Se produjo un extraño silencio al esclarecerse las palabras del antiguo texto. Simón y Juan y todos los prófugos de Jerusalén serían vengados. Era un faraón distinto en una época distinta, pero en cierto modo ideal para esa venganza: el dirigente de Egipto abatido junto con el que había heredado el solio de los antiguos emperadores romanos, y, además, abatido en la propia Roma, la Babilonia de tantos Apocalipsis.
—¿Hay algo más que debamos saber? —inquirió finalmente O'Malley en tono suave e indeciso por primera vez desde que Patrick y Assefa le oían hablar.
—Sí —contestó el etiope—. Dos cosas. Primero, que la conferencia sólo va a durar dos días. La cobertura de prensa se ha mantenido deliberadamente en sordina y sólo se ha invitado a las agencias y a los corresponsales más importantes. Cuando los elementos hostiles de Irán, Libia o Egipto puedan reaccionar, ya habrá concluido la última sesión y los delegados estarán de vuelta hacia sus respectivos países. Así, el santo padre habrá obtenido un gran éxito de relaciones públicas y podrá decir que se han sentado las bases de la unidad cristianomusulmana, borrando en cuarenta y ocho horas siglos de mutua incomprensión e intolerancia. Digan lo que digan fundamentalistas de uno y otro signo, se habrá logrado un gesto por la paz. Desde que Gorbachov subió al poder, el valor de estos gestos en los asuntos internacionales ha aumentado enormemente.
—Ha dicho usted dos cosas… Assefa no acababa de decidirse.
—Sí —replicó finalmente—. Dos cosas. La segunda es la siguiente: a las diez en punto se celebra una audiencia papal especial en la Sala Clementina del palacio apostólico, a la que asistirán todos los delegados con los presidentes de Irlanda y Egipto y los miembros de la curia que no participen en la conferencia. Pero lo más relevante de la audiencia es una sesión que su santidad espera gane los corazones de todos los hombres y mujeres de buena voluntad. —Hizo una pausa y cerró un instante los ojos—. Tras saludar a los dignatarios y que éstos tomen asiento alrededor de la sala, el papa recibirá a un grupo de huérfanos de todos los países de Europa y Oriente Medio, pero sobre todo de Italia y Egipto. Niños cristianos y musulmanes, una nueva generación de esperanza.
Assefa miró a todos los presentes uno por uno.

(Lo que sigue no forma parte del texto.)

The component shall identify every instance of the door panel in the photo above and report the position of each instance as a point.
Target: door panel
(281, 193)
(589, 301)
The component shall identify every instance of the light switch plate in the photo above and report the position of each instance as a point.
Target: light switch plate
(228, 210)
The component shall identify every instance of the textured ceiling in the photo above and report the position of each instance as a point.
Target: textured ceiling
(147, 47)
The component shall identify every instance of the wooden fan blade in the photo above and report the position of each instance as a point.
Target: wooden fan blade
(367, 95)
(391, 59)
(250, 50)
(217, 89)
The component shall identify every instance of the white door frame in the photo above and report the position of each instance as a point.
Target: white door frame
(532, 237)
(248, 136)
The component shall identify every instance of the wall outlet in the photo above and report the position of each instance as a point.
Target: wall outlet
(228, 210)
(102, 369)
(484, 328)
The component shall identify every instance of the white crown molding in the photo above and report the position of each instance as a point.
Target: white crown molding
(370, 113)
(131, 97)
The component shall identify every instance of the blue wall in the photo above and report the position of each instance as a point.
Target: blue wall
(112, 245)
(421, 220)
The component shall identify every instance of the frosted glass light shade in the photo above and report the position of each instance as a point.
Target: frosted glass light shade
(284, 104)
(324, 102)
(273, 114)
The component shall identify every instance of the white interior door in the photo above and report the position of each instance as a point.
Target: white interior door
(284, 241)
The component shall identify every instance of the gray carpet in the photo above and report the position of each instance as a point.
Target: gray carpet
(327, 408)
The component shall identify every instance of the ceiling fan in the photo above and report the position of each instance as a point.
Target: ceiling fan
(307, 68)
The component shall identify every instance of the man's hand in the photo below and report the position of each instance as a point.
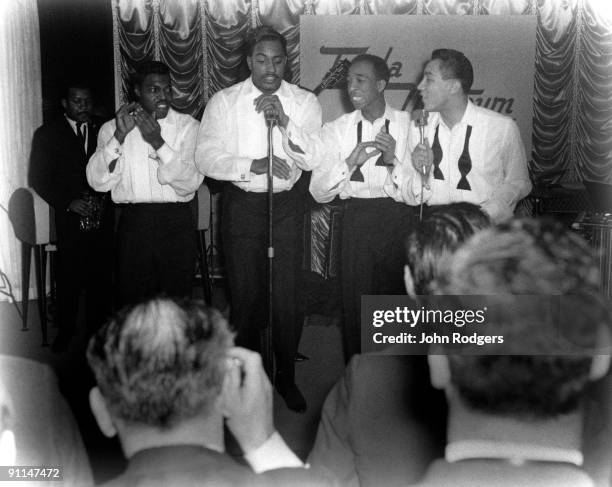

—¿No entienden ustedes? —musitó—. Mañana por la mañana el papa va a dar la bendición a más de cien niños.
Nadie decía palabra. Desde la calle llegaba un débil rumor de voces y motores, vacuo e irrelevante, como a muchos kilómetros de distancia. Las últimas palabras del sacerdote etiope parecían resonar de un modo abrumador llenando la sala de estar.
Fue Dermot O'Malley quien rompió el silencio, desde su silla, sin moverse, escuchando aquel eco que borraba los ruidos del mundo exterior.
—«Y sucedió —dijo con voz neutra sin rasgo de emoción— que a medianoche el Señor hirió a todos los primogénitos de la tierra de Egipto, desde el primogénito del faraón, que estaba sentado en su trono, hasta el primogénito del preso en la cárcel».
Pero Patrick no le oía. Permanecía sentado muy rígido en la silla, mirando al frente como si hubiese visto algo en la luz muriente de la tarde: una pantalla de televisión, luces rojas y azules centelleantes, la cara de un niño manchada de sangre, dientecillos blancos en labios exangües, ojos sin vida, cuerpos desmadejados, esparcidos sobre un suelo de mármol.